Yes, yet another blog, but writing is cathartic to me, so bear with it. 

OK, so here's the score - I am a woman in her late 30s (at time of writing), my husband's a fair whack older than me.  We're the parents of a six-year-old autistic boy and to cap it all, my husband has a mentally and physically disabled brother who's in his 50s plus an increasingly senile and housebound mother, aged in her late 80s.  My mother-in-law or MIL thereafter, has always looked after my brother-in-law (BIL), but it's not good - my father-in-law (FIL) was a bit of a drunkard and the pair of them did bugger all to improve my BIL's life, provide any useful skills or education post-18, so he's basically useless, sorry but that's the God honest truth - my son has more savvy about him than the former has.  I don't believe that he can even wipe his own arse or bath himself; no he can't.

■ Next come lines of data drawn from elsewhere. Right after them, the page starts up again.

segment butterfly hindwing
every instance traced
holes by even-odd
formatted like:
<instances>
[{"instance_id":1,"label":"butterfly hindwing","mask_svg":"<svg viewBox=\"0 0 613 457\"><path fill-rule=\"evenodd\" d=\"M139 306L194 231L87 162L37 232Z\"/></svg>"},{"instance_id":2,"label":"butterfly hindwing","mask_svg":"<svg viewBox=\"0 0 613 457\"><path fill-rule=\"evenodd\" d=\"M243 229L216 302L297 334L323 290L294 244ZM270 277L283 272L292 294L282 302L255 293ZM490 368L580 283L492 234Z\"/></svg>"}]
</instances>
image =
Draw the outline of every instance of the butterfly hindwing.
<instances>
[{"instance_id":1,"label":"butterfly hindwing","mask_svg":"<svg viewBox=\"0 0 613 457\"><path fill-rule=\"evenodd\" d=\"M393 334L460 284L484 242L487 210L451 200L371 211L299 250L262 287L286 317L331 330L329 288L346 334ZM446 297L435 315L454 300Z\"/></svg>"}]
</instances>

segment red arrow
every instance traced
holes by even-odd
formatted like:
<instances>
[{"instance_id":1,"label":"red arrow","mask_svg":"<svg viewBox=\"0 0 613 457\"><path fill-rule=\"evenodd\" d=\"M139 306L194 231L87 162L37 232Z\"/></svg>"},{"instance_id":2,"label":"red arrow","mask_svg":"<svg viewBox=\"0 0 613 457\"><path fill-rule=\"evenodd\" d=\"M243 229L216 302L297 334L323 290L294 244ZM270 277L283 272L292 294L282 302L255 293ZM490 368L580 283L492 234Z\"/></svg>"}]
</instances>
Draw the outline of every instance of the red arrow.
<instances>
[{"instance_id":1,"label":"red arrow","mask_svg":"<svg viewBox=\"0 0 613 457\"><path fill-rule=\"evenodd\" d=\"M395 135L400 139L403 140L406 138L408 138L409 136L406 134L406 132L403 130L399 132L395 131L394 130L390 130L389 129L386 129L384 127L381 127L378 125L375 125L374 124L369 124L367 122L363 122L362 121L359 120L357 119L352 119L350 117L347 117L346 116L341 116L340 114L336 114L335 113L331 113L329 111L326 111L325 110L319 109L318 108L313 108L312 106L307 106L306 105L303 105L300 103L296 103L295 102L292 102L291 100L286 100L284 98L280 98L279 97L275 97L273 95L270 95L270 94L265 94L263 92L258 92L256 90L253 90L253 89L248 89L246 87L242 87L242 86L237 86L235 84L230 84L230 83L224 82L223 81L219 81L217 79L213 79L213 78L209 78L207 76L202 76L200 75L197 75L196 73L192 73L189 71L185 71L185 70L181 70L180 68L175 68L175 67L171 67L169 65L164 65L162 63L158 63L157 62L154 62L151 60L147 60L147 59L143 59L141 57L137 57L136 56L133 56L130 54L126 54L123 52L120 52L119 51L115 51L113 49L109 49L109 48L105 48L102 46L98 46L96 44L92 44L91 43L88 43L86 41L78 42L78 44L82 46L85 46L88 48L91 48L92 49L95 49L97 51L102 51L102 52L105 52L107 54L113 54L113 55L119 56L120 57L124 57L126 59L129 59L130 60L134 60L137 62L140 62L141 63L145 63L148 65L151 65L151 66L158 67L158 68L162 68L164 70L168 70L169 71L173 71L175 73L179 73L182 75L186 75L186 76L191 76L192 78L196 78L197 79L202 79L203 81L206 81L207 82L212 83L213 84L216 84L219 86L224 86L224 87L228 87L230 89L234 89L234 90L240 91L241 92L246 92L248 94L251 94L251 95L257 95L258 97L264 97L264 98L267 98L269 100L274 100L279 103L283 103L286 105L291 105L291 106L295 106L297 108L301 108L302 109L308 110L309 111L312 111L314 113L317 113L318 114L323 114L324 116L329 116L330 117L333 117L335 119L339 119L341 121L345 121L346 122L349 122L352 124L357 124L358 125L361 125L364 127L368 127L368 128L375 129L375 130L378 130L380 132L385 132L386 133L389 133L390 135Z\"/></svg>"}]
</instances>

This situation jogged along for a good many years through illnesses (Bell's Palsy for him) and various other stages of semi-neglect?  You're shocked aren't you, but there wasn't much we could do about it, the local Social Services don't really step in unless it's a life and death case and short of actually banging one's head against the doors of the council offices, it's fairly pointless.  She broke her wrist in 2005ish and we stepped in then and arranged care and Meals on Wheels which she described and I quote, as 'utter rubbish'.  Nice.

In August 2012 I received a phone call at home, one of MIL's distant nieces twice-removed or whatever the equivalent is, reported that she'd slipped on some orange peel and was conveyed to hospital.  It turned out that she had a broken femur and as a result developed MRSA and stayed in hospital for a great many weeks.  Conversely we had to find care for my BIL via a series of Heath Robinsonesque rota of carers plus assistance from a triumvirate of rapacious neighbours.  This rumbled on for a few weeks until one of the carers took my physically disabled BIL for one walk too many and the latter developed Deep Vein Thrombosis and as a result ended up in the same hospital (albeit located on different floors) a my MIL.